Lafontaine ist an diesem Samstag mehr als zufrieden. "Ist das nicht fast ein SPD-Parteitag?", lautet eine Journalisten-Frage. Der 64-Jährige, geöffneter Hemdkragen, gut gebräunt, schaut noch einmal in die Runde der Parteitagsdelegierten und Gäste und lacht. "Das hier ist so was ähnliches wie die USPD", sagt Lafontaine. Die 1917 entstandene Partei sei aus Protest von einigen SPD-Abgeordneten gegen die Unterstützung der Sozialdemokratie für den Ersten Weltkrieg gewachsen - die Linkspartei sei aus dem Protest gegen "völkerrechtswidrige Kriege" und die Politik der SPD hervorgegangen, so Lafontaine.

Seine Bewerbungsrede in Neunkirchen wird auch zu einem offenen Werben um die SPD - allerdings mit selbstbewusster Botschaft: Er wolle eine rot-rote Koalition, sagt Lafontaine, "aber auf Augenhöhe: Derjenige der stärker ist, stellt auch den Ministerpräsidenten". Die SPD solle sich vor der Wahl klar gegen eine mögliche Koalition mit der CDU aussprechen. Er könne den Sozialdemoraten nur "raten, diese Erklärung klar und deutlich abzugeben". Die Wahl habe "bundespolitische Bedeutung", betont Lafontaine, "weil es um einen Richtungswechsel in der Politik" gehe. Der amtierende Ministerpräsident Peter Müller (CDU) gehöre allein deshalb abgewählt, weil er sich mit seiner Entscheidung für ein Ende des Bergbaus "an der Tradition und der Kultur dieses Landes versündigt" habe, sagt Lafontaine.

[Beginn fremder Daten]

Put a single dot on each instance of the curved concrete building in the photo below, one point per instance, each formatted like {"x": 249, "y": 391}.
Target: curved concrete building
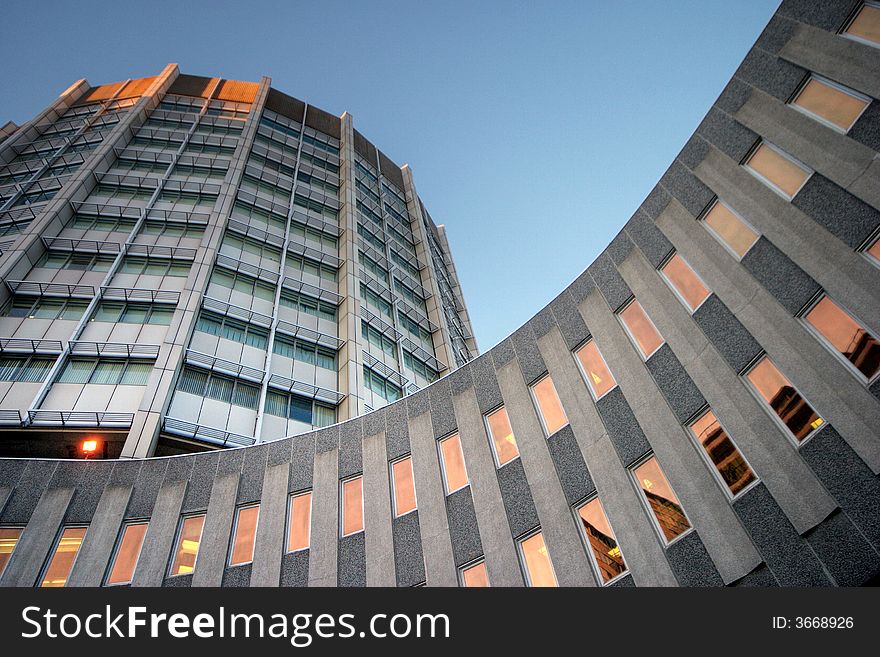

Mehr als eine Stunde spricht Lafontaine in Neunkirchen. Am Ende steht er mit nassgeschwitztem Hemd vor begeisterten Delegierten. 90 Prozent - so lautet die Erwartung vieler Parteimitglieder für die spätere Wahl Lafontaines zum Spitzenkandidaten. Und die übertrifft er sogar noch: es werden 92,4 Prozent.

Von einem solchen Ergebnis wäre selbst der einstige DDR-Staatratsvorsitzende und SED-Parteichef Erich Honecker beeindruckt gewesen, der 1912 hier in Neunkirchen geboren wurde. 1987 begegneten sich Lafontaine und Honecker, im Neunkirchener Bürgerhaus. Honecker war zu einem offiziellen Besuch in die Bundesrepublik gekommen. Der damalige Ministerpräsident Lafontaine, der heute als Linkspartei-Chef quasi Amtsnachfolger des früheren SED-Vorsitzenden ist, sagte dem Gast damals: "Fühle Se sich wie dehemm."